Antenatal lower genital tract infection screening and treatment programmes for preventing preterm delivery

Swadpanich U, Lumbiganon P, Prasertcharoensook W, Laopaiboon M

This record should be cited as: Swadpanich U, Lumbiganon P, Prasertcharoensook W, Laopaiboon M. Antenatal lower genital tract infection screening and treatment programs for preventing preterm delivery. Cochrane Database of Systematic Reviews 2008, Issue 2. Art. No.: CD006178. DOI: 10.1002/14651858.CD006178.pub2.

ABSTRACT

Title

Antenatal lower genital tract infection screening and treatment programs for preventing preterm delivery

Background

Preterm birth is birth before 37 weeks’ gestation. Genital tract infection is one of the causes of preterm birth. Infection screening during pregnancy has been used to reduce preterm birth. However, infection screening may have some adverse effects, e.g. increased antibiotic drug resistance, increased costs of treatment.

Objectives

To assess the effectiveness and complications of antenatal lower genital tract infection screening and treatment programs in reducing preterm birth and subsequent morbidity.

Search strategy

We searched the Cochrane Pregnancy and Childbirth Group’s Trials Register (January 2008) and the Cochrane Central Register of Controlled Trials (The Cochrane Library 2007, Issue 2).

Selection criteria

We included all published and unpublished randomised controlled trials in any language that evaluated any described methods of antenatal lower genital tract infection screening compared with no screening. Preterm births have been reported as an outcome.

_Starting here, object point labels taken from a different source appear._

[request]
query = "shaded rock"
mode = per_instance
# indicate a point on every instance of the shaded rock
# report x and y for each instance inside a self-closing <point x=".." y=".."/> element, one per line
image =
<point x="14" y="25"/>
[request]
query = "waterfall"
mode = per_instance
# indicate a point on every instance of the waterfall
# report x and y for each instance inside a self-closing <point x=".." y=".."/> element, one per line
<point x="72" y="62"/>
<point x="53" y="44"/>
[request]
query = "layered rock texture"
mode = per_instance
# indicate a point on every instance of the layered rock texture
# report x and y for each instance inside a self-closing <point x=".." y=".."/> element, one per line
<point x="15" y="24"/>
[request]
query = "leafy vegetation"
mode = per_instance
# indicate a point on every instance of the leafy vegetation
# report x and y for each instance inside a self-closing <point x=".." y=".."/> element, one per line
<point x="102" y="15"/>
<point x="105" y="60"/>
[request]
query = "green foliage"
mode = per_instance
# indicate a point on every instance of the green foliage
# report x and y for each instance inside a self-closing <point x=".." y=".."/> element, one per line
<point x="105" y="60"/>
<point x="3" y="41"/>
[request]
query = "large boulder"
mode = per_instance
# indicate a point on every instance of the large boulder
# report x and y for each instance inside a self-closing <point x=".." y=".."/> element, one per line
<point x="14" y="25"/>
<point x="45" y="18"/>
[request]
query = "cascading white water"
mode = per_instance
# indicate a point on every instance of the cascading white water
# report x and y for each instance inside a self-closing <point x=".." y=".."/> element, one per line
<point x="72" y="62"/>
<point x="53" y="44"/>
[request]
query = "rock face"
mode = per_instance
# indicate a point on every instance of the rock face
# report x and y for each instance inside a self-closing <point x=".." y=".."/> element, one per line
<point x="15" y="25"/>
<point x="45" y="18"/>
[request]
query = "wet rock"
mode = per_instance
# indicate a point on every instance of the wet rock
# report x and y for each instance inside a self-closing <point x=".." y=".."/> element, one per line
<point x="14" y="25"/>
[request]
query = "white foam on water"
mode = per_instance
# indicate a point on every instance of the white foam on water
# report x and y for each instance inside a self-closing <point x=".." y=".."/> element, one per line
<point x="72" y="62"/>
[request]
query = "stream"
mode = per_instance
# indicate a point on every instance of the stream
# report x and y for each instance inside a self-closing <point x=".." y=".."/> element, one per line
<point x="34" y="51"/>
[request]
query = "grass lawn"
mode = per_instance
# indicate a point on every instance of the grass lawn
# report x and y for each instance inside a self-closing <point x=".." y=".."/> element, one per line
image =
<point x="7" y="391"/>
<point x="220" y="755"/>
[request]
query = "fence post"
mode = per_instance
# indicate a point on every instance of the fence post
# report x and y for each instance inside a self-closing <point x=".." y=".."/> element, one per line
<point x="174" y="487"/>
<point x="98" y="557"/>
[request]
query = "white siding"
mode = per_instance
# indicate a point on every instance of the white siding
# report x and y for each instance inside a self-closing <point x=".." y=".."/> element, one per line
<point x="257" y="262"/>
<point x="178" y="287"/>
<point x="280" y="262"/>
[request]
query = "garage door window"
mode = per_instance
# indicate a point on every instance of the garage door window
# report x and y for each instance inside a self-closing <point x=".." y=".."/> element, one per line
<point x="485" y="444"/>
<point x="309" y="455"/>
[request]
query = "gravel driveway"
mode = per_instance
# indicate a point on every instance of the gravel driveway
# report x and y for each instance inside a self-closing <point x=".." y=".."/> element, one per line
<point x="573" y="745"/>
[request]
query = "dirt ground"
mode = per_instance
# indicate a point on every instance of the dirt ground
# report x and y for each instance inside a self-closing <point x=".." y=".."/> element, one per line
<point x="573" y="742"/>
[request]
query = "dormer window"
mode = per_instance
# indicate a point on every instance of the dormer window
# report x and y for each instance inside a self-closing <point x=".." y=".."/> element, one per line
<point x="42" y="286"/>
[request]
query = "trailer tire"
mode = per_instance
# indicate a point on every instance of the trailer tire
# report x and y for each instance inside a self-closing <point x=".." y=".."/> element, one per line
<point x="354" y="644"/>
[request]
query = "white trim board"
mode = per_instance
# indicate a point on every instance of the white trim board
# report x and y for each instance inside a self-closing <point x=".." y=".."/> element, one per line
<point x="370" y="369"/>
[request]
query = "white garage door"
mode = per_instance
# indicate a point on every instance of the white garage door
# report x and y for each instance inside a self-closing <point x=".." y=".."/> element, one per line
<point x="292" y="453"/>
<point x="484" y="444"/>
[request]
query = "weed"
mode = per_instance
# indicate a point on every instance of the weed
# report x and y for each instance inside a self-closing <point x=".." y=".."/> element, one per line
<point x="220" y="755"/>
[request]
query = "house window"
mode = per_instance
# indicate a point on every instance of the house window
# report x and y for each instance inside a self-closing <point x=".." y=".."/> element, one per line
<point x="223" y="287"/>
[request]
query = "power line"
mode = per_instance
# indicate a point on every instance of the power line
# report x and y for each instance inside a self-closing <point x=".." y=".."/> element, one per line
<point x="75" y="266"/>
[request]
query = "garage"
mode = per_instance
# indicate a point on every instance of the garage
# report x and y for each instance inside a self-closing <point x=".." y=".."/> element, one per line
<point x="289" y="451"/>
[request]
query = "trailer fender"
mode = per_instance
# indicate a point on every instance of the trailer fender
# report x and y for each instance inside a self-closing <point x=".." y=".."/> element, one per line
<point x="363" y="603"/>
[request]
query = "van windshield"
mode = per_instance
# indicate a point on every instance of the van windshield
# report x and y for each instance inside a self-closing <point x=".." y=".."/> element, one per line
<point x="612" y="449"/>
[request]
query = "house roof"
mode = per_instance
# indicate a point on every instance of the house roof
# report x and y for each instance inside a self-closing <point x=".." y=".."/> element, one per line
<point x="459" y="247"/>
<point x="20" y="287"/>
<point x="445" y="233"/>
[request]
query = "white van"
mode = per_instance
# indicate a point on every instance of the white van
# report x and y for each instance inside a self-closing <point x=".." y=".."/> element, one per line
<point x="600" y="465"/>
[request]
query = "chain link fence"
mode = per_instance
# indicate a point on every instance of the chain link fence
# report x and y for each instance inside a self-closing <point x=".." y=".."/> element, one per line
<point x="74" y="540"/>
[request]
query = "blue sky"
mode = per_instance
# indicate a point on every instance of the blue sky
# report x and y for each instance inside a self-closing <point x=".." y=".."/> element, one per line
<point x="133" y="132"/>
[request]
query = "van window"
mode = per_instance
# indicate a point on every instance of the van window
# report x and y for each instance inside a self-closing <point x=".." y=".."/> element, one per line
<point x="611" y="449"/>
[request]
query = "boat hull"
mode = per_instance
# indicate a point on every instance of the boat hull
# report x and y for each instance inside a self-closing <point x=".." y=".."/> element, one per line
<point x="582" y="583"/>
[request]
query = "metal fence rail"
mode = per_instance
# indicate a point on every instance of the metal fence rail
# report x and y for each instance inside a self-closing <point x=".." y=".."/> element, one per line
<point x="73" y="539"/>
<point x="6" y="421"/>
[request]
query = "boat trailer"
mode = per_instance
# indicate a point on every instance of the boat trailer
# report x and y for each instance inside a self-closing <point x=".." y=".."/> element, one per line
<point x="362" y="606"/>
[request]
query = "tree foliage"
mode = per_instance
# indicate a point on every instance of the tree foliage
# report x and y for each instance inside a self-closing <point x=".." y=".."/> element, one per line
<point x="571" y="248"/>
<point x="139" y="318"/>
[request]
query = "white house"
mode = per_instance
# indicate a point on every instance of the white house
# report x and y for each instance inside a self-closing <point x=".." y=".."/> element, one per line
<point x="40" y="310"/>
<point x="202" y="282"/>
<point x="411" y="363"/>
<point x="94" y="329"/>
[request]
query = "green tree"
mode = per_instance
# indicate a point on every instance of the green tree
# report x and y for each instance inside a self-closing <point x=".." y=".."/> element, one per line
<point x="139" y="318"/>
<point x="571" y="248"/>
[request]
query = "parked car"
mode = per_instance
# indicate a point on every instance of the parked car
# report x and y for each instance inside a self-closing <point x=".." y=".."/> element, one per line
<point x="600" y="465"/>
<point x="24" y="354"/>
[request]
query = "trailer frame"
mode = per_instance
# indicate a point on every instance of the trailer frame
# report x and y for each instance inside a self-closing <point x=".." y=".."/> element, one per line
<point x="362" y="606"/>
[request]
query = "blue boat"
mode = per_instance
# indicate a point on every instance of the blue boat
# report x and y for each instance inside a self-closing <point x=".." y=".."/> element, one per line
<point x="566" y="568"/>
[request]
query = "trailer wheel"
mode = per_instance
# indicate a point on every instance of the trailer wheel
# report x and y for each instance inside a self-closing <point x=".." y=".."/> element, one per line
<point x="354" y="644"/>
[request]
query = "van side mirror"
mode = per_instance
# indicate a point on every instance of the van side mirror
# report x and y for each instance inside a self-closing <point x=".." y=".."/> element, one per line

Data collection and analysis

Two review authors independently assessed eligibility, trial quality and extracted data.

Main results

One study (4155 women) met the inclusion criteria. This trial is of high methodological quality. In the intervention group (2058 women), the results of infection screening and treatment for bacterial vaginosis, trichomonas vaginalis and candidiasis were reported; in the control group (2097 women), the results of the screening program for the women allocated to receive routine antenatal care were not reported. Preterm birth before 37 weeks was significantly lower in the intervention group (3% versus 5% in the control group) with a relative risk (RR) of 0.55 (95% confidence interval (CI) 0.41 to 0.75). The incidence of preterm birth for low birthweight preterm infants with a weight equal to or below 2500 g and very low birthweight infants with a weight equal to or below 1500 g were significantly lower in the intervention group than in the control group (RR 0.48, 95% CI 0.34 to 0.66 and RR 0.34; 95% CI 0.15 to 0.75, respectively).

Authors' conclusions

There is evidence that infection screening and treatment programs in pregnant women may reduce preterm birth and preterm low birthweights. Future trials should evaluate the effects of types of infection screening program, gestational ages at screening test and the costs of introducing an infection screening program.